John M. Ford (Shreveport) - Gardner and McKeithen Laud Ford

Gardner and McKeithen Laud Ford

Former Shreveport Mayor James C. Gardner, who served with Ford during the 1954-1958 term, said that the commissioner, though forty-four years his senior, was his mentor in city government. Writing in his memoirs entitled Jim Gardner and Shreveport, Vol. 1, Gardner recalled how Ford had helped Gardner’s father get his first job after having returned from the United States Navy at the end of World War I. Gardner continued:

“Despite the age difference, he was always extremely respectful of me, always referring to me as 'The Mayor.' In city council sessions, I could always count on saying, 'I think that we ought to go along with the Mayor on this.' We became good friends, and I would visit with him every morning that I was Mayor. At this stage our unofficial visits involved his preparation of the 1955 city budget.
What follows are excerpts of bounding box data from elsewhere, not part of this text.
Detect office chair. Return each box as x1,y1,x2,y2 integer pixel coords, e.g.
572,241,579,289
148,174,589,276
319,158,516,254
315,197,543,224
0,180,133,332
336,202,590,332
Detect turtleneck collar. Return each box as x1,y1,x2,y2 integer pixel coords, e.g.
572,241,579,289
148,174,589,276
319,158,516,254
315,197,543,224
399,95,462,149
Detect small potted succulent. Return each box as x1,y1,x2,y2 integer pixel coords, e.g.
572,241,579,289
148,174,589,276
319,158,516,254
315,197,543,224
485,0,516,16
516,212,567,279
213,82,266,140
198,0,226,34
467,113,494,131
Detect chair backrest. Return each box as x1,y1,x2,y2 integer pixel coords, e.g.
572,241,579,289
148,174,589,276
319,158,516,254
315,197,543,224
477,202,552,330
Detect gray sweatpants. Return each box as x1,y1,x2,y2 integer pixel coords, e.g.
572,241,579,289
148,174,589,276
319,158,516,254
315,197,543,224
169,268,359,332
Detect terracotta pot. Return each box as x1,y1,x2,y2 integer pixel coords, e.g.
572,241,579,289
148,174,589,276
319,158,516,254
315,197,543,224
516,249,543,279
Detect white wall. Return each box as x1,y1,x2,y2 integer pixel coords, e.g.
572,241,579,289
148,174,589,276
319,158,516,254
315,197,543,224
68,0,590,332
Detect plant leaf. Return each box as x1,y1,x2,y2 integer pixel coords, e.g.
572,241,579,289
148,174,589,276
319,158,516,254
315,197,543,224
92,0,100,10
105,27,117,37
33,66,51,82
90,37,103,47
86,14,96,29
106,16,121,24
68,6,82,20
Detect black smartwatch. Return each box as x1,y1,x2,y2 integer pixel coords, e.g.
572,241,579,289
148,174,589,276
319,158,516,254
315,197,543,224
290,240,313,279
He was very cooperative in some budget requests that I made. . . . John Ford was perhaps the most totally accessible public official that I ever knew. He answered his own telephone and always insisted on an office opening directly into a public corridor, and his door was always open. . . . "

Governor John McKeithen sent a message of condolence to the Ford family and the citizens of Shreveport: "Commissioner Ford’s contributions, not only to Shreveport but to all of Louisiana, leave a mark to which all public servants might well aspire. Commissioner Ford was truly a dedicated man, and we all will miss him."

Services for Ford were held at the Osborn Funeral Home Chapel in Shreveport, with the Reverend George Pearce, Jr., superintendent of the Shreveport district of the Methodist Church officiating, joined by the Reverend Robert Park, assistant rector of St. Marks’s Episcopal Church. Interment was in Greenwood Cemetery.

Ford is remembered through the naming of Ford Park on Cross Lake.